Please join us for the next installment of the "Import/Export" series, where we invite guest speakers from slightly outside the A/E professions to present on issues of interest and relevance for international practice. We are pleased to announce that Susie Kinyanjui, Program Implementation Manager for St.  Boniface Haiti Foundation, and Erik Benson, Senior Construction and Training Supervisor for Build Health International, will present their work to provide healthcare facilities and services in Haiti through the lenses of the owner (in this case, an NGO) and the builder. We look forward to seeing you on the 11th.

The St. Boniface Haiti Foundation, founded in 1983 and based in Newton Upper Falls, strives to improve life for the poor of Haiti by facilitating access to quality, affordable health care, educational opportunities and community development programs. Their goal is to create a model of successful, sustainable development in rural Haiti that relies on local leadership and work force and that can be replicated throughout the country. SBHF believes the only way to achieve this goal is by empowering Haitians to help Haitians. They work to improve health and quality of life for all members of the community at every stage of their lives.

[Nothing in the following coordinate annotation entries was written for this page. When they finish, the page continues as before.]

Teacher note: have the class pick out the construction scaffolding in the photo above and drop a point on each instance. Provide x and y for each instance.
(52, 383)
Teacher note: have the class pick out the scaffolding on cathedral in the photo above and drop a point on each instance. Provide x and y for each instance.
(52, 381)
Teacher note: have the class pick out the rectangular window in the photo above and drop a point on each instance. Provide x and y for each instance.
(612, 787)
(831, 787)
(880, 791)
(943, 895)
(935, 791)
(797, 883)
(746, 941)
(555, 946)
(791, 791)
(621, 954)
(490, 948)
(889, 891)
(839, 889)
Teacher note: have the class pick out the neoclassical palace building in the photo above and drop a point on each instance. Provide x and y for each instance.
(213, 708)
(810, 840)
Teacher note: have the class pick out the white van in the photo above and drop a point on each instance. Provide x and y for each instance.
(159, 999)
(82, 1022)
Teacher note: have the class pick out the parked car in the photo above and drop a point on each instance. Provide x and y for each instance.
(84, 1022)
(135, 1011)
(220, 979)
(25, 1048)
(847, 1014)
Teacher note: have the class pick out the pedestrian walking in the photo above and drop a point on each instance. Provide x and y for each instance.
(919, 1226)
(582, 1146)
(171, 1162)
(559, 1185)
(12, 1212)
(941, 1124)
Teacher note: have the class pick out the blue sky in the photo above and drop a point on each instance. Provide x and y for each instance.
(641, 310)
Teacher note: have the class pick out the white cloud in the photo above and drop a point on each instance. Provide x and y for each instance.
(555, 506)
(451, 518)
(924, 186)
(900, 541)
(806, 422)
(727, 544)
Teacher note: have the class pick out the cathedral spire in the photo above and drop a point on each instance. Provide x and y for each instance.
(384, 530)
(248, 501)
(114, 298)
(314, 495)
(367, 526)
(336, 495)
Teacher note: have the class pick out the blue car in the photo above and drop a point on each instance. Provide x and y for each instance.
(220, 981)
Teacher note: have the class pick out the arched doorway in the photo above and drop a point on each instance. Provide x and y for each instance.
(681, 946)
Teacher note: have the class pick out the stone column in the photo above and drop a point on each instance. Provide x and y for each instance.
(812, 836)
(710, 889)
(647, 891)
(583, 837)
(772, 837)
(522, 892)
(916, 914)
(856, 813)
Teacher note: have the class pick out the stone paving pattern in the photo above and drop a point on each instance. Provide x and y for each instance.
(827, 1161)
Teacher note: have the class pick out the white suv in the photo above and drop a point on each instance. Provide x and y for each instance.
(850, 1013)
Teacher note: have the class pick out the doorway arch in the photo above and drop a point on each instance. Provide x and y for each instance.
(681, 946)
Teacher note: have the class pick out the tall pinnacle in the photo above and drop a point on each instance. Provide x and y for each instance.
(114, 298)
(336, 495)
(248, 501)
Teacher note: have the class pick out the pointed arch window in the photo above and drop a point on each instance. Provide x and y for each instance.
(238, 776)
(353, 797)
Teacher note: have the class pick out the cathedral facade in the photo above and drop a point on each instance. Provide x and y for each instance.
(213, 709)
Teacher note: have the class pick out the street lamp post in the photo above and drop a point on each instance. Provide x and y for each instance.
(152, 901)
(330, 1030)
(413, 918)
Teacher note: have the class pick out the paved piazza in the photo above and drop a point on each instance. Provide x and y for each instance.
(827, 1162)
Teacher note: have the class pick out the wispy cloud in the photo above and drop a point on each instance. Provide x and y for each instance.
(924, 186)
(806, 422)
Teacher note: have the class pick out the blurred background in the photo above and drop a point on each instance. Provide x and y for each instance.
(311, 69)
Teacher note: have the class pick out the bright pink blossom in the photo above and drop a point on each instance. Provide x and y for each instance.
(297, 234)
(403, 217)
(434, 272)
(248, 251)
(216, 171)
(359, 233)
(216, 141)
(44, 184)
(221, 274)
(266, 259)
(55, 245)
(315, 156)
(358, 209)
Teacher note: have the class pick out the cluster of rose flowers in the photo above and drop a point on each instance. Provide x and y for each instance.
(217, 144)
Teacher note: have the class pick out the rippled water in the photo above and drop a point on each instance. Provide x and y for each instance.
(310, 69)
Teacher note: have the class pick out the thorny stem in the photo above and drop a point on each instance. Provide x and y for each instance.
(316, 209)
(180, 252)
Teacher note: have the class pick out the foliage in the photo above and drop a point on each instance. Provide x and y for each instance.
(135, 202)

Build Health International, based in Beverly, was formed to build facilities that make it possible for global health organizations (such as SBHF and Partners in Health), in partnership with the public sector, to deliver quality and accessible health care to those who need it most. BHI works with organizations that provide free or substantially subsidized health care. Their priority is to serve the poorest among us, while working in close partnership with effective NGOs and the public sector. Their model is based on blending aspects of North American design and systems with systems, materials, and building techniques that are appropriate to resource-constrained environments tailored to each project's location. The results are facilities that raise the standard of healthcare but are affordable and sustainable.